The new generation of statisticians must be ready to take on this challenge. They have to be dynamic and thoroughly trained in statistical concepts. They have to work effectively on an interdisciplinary team and understand the immense importance of objective benchmarks to evaluate statistical tools. They have to produce energetic leaders who stick to a roadmap, but who also break with current practice when necessary.

Why do we need a revolution? Sadly, 99.99% of all data analyses are based on the application of so-called parametric (or other restrictive) statistical models that assume the data-generating distributions have specific forms. Many agree that these models are wrong. That is, statisticians know linear or logistic regression models and Cox proportional hazards models are specified incorrectly. But, they still use them to draw conclusions and then hope these conclusions are not too wrong.
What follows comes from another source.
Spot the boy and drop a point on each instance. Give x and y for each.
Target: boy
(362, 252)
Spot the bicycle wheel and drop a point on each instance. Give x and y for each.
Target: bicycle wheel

The original purpose of a statistics model was to develop a set of realistic assumptions about the probability distribution generating the data set (i.e., incorporating background knowledge). However, restrictive parametric models are almost always used because standard software is available. These models also allow the user to obtain *p*-values and confidence intervals for the target parameter of the probability distribution, which are desired to make sense out of data.

Unfortunately, these measures of uncertainty about our estimates are even more susceptible to bias than the effect estimates. We know that for large enough sample sizes, every study—including ones in which the null hypothesis of no effect is true—will declare a statistically significant effect.

Some practitioners will tell you they have extensive training, are experts in applying these tools, and should be allowed to choose the models to use in response to the data. Be alarmed. It is no accident that the chess computer beats the world champion in chess. Humans are not as good at learning from data and easily susceptible to beliefs about those data.

For example, an investigator may be convinced his or her data have a particular functional form, but if you bring in another expert, his or her belief about the functional form may differ. Or, many models may be run, dropping variables that are nonsignificant in each model. While this is common, it leaves us with faulty inference.

With high-dimensional data, not only is the correct specification of the parametric model an impossible challenge, but the complexity of the parametric model also may increase so that there are more unknown parameters than observations. The true function also might be described by a complex function not easily approximated by main terms.

For these reasons, allowing humans to include only their true, realistic knowledge (e.g., treatment is randomized, such as in a randomized controlled trial, and our data set represents an independent and identically distributed observations of a random variable) is essential.

What about machine learning, which is concerned with the development of black-box algorithms that map data (and few assumptions) into wished objects? Indeed, this is in contrast to using misspecified parametric models, but the goal is often the whole prediction function, instead of particular effects of interest.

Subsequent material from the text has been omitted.